By James Langton


(September 20 – 9:00 ET) – A siege mentality is gripped the retail securities industry professionals that gathered in Chicago last week for the Securities Industry Association’s retail management conference.


Presentations at the SIA conference were rife with combat metaphors. Yesterday, Wick Simmons, popular chief executive of New York’s Prudential Securities Inc., argued that the future of the retail business will be a “combination attack” involving cyberspace and so-called “land forces,” the traditional financial advisor.


Today, Morgan Stanley Dean Witter & Co. Inc. analyst Henry McVey spoke of the retail financial services business in terms of “attackers,” “defenders,” and “arms dealers.”

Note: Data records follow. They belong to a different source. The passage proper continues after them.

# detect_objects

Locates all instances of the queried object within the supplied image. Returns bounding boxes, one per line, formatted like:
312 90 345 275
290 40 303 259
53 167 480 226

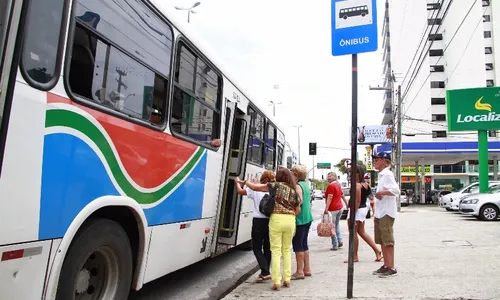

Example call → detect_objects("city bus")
339 5 369 19
0 0 287 299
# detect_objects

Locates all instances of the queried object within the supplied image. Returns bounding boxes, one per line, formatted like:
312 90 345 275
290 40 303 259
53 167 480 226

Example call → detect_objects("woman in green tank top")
290 165 314 279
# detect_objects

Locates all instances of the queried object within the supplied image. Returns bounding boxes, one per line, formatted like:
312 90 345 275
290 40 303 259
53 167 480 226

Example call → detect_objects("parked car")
400 191 409 206
313 189 323 199
459 185 500 221
439 181 500 211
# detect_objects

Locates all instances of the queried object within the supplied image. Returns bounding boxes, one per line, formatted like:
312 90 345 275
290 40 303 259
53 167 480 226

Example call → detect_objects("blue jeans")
330 209 343 249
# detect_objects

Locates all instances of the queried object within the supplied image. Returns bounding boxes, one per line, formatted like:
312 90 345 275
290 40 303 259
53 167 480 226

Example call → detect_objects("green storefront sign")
447 86 500 192
447 86 500 131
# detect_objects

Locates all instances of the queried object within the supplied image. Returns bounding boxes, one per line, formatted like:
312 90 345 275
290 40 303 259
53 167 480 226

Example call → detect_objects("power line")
401 0 454 101
403 1 485 116
400 1 446 88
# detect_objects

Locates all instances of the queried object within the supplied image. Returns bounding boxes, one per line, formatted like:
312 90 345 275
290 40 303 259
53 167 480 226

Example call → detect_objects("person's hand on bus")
234 177 245 185
210 139 222 148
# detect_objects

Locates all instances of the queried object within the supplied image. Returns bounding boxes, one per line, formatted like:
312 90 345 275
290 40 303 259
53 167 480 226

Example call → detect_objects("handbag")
259 184 276 217
317 213 336 237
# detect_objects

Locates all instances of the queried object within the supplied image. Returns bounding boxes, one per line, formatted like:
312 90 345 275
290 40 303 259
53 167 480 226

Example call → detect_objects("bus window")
247 107 265 165
265 123 276 170
67 0 172 125
171 44 222 145
21 0 68 88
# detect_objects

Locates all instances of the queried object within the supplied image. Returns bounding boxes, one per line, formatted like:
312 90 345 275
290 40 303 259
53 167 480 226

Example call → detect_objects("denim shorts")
292 222 312 252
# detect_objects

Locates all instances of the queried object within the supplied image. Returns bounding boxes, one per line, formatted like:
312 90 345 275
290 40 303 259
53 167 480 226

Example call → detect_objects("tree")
309 178 328 191
335 159 366 175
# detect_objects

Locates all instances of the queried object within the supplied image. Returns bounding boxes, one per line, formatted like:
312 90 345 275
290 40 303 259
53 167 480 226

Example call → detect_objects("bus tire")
55 218 133 300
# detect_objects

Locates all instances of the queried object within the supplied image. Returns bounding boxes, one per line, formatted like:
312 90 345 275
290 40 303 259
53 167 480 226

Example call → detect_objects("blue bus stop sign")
331 0 378 56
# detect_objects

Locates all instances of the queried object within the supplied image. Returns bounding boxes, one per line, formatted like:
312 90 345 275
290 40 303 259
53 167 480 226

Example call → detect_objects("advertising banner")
356 125 392 144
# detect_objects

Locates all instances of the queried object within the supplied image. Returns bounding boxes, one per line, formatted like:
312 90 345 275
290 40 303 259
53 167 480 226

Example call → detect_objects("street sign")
317 162 331 169
447 86 500 131
344 159 351 169
331 0 378 56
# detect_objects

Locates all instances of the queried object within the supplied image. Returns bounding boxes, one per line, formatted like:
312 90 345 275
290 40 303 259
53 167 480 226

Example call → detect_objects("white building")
379 0 500 192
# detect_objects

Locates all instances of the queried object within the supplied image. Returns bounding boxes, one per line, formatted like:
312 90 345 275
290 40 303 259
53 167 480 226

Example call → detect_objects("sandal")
291 274 305 280
344 259 359 263
256 274 271 283
304 272 312 277
375 252 384 262
283 281 291 288
271 283 281 291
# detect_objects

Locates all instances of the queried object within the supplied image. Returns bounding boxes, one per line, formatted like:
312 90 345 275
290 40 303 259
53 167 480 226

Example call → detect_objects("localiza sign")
447 87 500 131
356 125 392 144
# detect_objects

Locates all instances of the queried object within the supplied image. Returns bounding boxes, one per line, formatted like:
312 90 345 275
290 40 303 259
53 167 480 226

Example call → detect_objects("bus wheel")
343 15 347 19
362 13 366 17
56 218 133 300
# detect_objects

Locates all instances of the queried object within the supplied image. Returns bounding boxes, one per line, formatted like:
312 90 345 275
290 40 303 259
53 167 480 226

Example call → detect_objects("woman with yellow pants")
237 168 301 290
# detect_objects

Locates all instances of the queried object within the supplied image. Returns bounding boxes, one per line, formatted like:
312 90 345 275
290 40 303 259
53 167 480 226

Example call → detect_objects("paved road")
128 246 257 300
224 203 500 300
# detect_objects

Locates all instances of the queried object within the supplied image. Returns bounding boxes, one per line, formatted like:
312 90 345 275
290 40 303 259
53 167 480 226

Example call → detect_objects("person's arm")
341 194 348 207
295 185 303 215
236 177 269 192
234 178 248 196
375 172 400 199
324 185 334 214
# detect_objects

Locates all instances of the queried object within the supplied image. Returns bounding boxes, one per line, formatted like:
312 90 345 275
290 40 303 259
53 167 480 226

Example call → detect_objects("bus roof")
150 0 284 133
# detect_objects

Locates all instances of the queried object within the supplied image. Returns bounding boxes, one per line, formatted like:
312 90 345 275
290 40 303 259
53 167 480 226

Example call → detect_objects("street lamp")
293 125 303 164
174 2 201 23
269 100 282 117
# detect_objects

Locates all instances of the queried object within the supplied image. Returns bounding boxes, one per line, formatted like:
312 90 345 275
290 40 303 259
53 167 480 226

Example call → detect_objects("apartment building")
378 0 500 191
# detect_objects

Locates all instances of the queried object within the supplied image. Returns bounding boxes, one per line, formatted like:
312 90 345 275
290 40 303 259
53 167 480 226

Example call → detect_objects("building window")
431 97 446 105
428 33 443 41
489 131 497 137
431 81 445 88
486 63 494 71
428 18 442 25
484 15 491 22
484 31 492 38
171 44 221 145
68 0 174 127
483 0 490 6
433 131 447 138
487 80 495 87
248 107 265 165
429 49 444 56
432 114 446 121
485 47 493 54
427 3 441 10
430 65 445 72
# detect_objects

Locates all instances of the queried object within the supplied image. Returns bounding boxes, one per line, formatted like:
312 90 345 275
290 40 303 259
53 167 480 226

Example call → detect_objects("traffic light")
309 142 317 155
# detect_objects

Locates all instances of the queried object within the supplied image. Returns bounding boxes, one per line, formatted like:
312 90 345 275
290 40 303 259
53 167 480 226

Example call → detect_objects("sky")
163 0 387 179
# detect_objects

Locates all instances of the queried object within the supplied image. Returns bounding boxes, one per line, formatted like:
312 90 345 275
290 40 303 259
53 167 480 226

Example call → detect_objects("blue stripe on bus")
38 133 206 239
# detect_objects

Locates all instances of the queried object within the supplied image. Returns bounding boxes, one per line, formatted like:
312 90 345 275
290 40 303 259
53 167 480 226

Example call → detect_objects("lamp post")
269 100 282 117
174 2 201 23
293 125 303 164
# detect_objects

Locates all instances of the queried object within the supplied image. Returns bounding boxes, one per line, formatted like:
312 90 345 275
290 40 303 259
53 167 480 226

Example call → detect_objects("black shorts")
292 222 312 252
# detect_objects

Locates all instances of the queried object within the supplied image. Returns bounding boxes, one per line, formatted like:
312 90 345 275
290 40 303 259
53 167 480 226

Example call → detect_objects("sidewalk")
223 205 500 300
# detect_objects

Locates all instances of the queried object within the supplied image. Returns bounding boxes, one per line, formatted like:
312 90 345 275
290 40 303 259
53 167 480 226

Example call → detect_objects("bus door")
217 108 250 246
0 0 24 173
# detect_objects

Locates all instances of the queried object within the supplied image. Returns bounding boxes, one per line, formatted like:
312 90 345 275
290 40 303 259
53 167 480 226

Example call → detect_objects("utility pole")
395 85 402 212
293 125 303 164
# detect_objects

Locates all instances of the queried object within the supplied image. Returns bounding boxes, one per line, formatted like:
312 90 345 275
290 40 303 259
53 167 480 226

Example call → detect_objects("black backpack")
259 184 277 217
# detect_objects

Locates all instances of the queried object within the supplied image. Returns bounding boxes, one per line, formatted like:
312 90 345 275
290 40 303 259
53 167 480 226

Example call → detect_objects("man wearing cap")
372 152 400 277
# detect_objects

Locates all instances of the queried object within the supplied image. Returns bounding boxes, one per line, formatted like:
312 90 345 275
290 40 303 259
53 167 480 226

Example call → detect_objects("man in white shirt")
372 152 400 277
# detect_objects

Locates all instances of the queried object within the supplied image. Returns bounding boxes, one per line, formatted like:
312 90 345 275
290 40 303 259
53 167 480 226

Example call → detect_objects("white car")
400 191 409 206
313 189 323 199
440 181 500 211
460 185 500 221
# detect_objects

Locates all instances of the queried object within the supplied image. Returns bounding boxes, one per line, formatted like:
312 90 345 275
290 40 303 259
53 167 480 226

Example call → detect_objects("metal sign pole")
347 53 358 299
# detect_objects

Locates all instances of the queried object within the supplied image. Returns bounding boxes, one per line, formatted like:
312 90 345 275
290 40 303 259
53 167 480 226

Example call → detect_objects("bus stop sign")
331 0 378 56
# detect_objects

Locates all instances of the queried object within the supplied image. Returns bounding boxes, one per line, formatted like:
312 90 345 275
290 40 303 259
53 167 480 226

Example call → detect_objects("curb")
217 264 259 300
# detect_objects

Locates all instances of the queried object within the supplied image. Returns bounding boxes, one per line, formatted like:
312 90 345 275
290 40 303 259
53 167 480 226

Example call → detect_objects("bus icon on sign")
339 5 369 19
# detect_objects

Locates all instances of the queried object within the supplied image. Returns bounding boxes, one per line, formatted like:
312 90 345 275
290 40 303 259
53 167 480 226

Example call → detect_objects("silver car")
460 185 500 221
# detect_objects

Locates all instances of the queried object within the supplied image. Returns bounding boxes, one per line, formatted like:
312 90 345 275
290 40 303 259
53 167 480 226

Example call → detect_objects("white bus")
0 0 286 299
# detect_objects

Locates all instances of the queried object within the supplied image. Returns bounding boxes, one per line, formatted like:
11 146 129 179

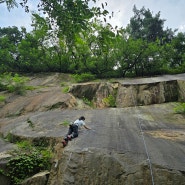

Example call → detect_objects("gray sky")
0 0 185 32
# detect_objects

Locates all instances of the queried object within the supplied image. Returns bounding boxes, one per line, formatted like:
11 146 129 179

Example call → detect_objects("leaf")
103 10 109 15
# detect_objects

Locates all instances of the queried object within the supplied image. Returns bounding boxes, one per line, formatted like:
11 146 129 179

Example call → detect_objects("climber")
62 116 91 147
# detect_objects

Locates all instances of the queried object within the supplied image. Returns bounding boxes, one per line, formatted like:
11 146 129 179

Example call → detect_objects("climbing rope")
130 86 155 185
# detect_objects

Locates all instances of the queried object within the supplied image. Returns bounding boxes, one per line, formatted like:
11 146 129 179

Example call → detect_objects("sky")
0 0 185 32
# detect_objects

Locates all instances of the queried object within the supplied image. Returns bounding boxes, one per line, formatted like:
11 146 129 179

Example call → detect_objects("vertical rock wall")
178 80 185 102
70 80 184 108
116 81 179 107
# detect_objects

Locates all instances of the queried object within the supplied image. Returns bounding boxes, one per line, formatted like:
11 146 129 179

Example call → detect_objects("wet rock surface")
0 73 185 185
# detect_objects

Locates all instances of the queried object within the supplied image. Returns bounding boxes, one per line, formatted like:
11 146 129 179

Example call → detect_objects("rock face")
70 80 184 108
178 80 185 101
48 148 185 185
0 73 185 185
0 87 77 118
116 80 180 107
21 171 50 185
70 82 117 108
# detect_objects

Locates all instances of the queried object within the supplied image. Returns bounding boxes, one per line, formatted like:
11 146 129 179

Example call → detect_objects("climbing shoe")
62 140 68 147
64 137 68 141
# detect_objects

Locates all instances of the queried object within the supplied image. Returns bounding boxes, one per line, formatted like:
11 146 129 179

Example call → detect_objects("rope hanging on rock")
130 86 155 185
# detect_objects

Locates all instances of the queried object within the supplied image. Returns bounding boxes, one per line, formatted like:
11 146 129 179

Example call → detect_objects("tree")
17 14 52 72
165 32 185 73
2 0 114 74
0 26 25 72
0 0 18 10
71 20 117 77
127 5 175 43
112 28 166 77
39 0 109 68
113 35 147 77
3 0 184 76
3 0 109 46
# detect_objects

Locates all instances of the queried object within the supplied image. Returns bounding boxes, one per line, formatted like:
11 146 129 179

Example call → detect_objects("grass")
0 95 6 102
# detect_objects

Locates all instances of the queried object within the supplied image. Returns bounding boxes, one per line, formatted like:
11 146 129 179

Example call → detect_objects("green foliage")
0 168 4 175
25 86 37 90
16 140 32 150
0 95 6 102
5 141 53 185
174 103 185 114
0 4 185 77
0 26 25 73
7 74 27 94
62 86 70 93
103 94 116 107
4 132 14 143
61 120 70 126
82 97 94 107
3 0 18 11
0 73 28 95
127 5 175 43
60 82 66 87
72 73 96 82
73 22 118 78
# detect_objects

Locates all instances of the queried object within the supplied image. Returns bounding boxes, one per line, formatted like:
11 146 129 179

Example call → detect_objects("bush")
0 73 28 95
72 73 96 83
82 97 94 107
62 86 70 93
174 103 185 114
4 132 14 143
103 94 116 107
0 95 6 102
3 141 53 185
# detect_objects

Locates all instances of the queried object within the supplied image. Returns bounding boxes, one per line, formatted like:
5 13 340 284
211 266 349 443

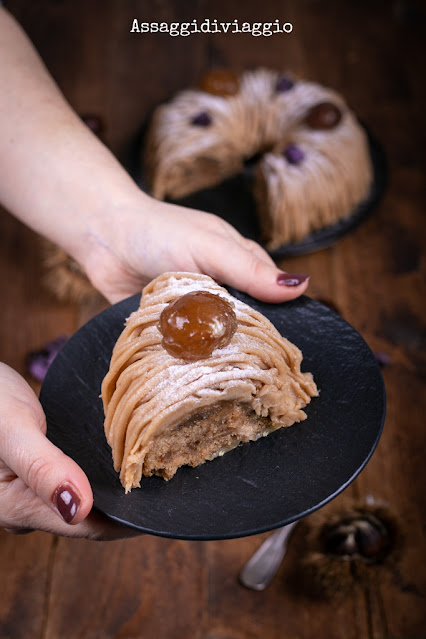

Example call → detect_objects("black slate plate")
128 124 387 259
40 292 386 540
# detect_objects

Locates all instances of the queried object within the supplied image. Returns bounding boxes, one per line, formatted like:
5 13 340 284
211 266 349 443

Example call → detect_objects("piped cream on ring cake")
144 68 373 246
101 273 318 492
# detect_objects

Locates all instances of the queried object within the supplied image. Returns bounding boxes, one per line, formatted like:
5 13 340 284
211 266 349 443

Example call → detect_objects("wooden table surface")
1 1 425 638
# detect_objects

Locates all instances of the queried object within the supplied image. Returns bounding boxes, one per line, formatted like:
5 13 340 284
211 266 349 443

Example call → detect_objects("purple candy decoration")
284 144 305 165
190 111 212 127
374 351 392 369
276 76 294 93
27 335 69 383
81 114 104 136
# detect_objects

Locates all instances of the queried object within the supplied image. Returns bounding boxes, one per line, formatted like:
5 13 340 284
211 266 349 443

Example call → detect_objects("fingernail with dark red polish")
54 483 80 524
277 272 310 287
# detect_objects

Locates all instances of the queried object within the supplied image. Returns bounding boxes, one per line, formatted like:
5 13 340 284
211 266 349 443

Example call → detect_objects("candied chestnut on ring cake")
101 273 318 492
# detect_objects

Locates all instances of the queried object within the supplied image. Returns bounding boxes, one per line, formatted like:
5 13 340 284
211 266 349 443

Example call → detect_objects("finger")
1 476 142 540
0 409 93 526
240 237 277 266
199 236 310 303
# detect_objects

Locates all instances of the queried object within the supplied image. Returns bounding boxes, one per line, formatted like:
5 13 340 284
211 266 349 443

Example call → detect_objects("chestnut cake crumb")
101 272 318 492
142 401 278 480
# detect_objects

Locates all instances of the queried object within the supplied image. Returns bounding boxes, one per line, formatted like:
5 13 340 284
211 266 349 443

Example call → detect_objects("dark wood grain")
1 0 425 637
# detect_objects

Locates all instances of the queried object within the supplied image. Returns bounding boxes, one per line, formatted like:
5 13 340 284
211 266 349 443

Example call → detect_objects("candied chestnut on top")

Attackers are represented by the online brokers such as E*Trade Group, Charles Schwab & Co. Inc., and Ameritrade. The defenders are the traditional firms such as Merrill Lynch, Morgan Stanley and Prudential. The arms dealers are the alternative trading systems such as Instinet and Island, information providers such as Reuters and Bloomberg, and others including Yahoo! and global custody giant State Street Co.


While the metaphors may have been overblown, they do highlight the level of fear and uncertainty about the future of retail financial services, particularly in the U.S., but inevitably in Canada too.